Job Security Fears Increase for U.S. Workers -Survey

Discussion in 'Economics' started by omcate, Apr 22, 2004.

  1. omcate


    Thu Apr 22, 2004 12:12 AM ET

    By Kevin Plumberg
    NEW YORK (Reuters) - U.S. workers and employers diverged in their views on the workplace and the economy in the last three years, with workers more concerned than their bosses about job security, according to a survey published on Thursday.

    But both agreed that the federal government has reacted poorly to job-related issues and should do more to prevent jobs from being moved to other countries.

    The survey, done by Rutgers University in February and March, found that more than half of all workers were very concerned about their job security, up from 42 percent of workers polled in July 2003. By contrast, about one-third of managers and executives polled in the recent survey said they were very concerned about the job security of workers.

    "Sparking this concern is the fact that large numbers of workers are experiencing job loss themselves, among their co-workers, or in their families, but are finding sporadic or little access to services that could reconnect the unemployed to jobs," the report said.

    The survey painted a grim picture of the labor market, with one in five workers laid off in the past three years. However, 95 percent of workers who lost a job found a new one, the survey said, suggesting most workers were able to adapt to changing economic conditions.

    When it came to judging the health of the economy, workers and employers looked at different things. Workers were more likely to say that the number of people unemployed was an important indicator of the economy's health.

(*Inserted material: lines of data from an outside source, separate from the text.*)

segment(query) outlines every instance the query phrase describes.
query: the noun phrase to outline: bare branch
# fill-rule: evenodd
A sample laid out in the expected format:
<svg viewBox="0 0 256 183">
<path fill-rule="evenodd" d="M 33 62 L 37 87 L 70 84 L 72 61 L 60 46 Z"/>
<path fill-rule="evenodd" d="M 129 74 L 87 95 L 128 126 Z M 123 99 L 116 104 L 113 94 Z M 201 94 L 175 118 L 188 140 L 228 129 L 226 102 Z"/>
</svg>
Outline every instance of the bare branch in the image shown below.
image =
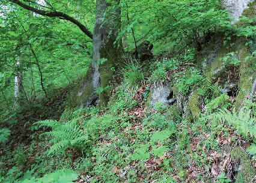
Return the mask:
<svg viewBox="0 0 256 183">
<path fill-rule="evenodd" d="M 57 11 L 48 11 L 38 10 L 33 7 L 31 7 L 26 4 L 24 4 L 19 0 L 10 0 L 10 1 L 17 4 L 26 10 L 33 11 L 42 16 L 50 17 L 58 17 L 61 19 L 64 19 L 72 22 L 73 23 L 76 25 L 85 35 L 87 35 L 91 39 L 93 39 L 93 34 L 83 24 L 63 12 Z"/>
</svg>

    But employers thought interest rates on bank loans were more important in rating the economy.

    The timing of the survey could be an important factor in measuring the attitudes of workers, since the government had not yet released its upbeat March employment report showing the economy created 308,000 new non-farm jobs in the month.

    William Rodgers, a professor and chief economist at Rutgers, said the positive news on jobs would not have affected views much. "One month won't erase the fact that people have been out of work for six months, a year or two years," he said.

    Nevertheless, workers and employers found some common ground in their negative opinions of how President Bush has handled employment issues. Nearly one-third of workers said Bush is doing a poor job and only 7 percent thought he was doing an excellent job. Twenty-two percent of employers rated Bush poorly and 18 percent said he was doing an excellent job.

    A clear majority of workers and employers, 72 percent of workers and 66 percent of employers, also said the government should do more to stem the flow of jobs moving overseas.

    The survey polled a random sample of 1,007 workers and 502 employers from February to mid-March.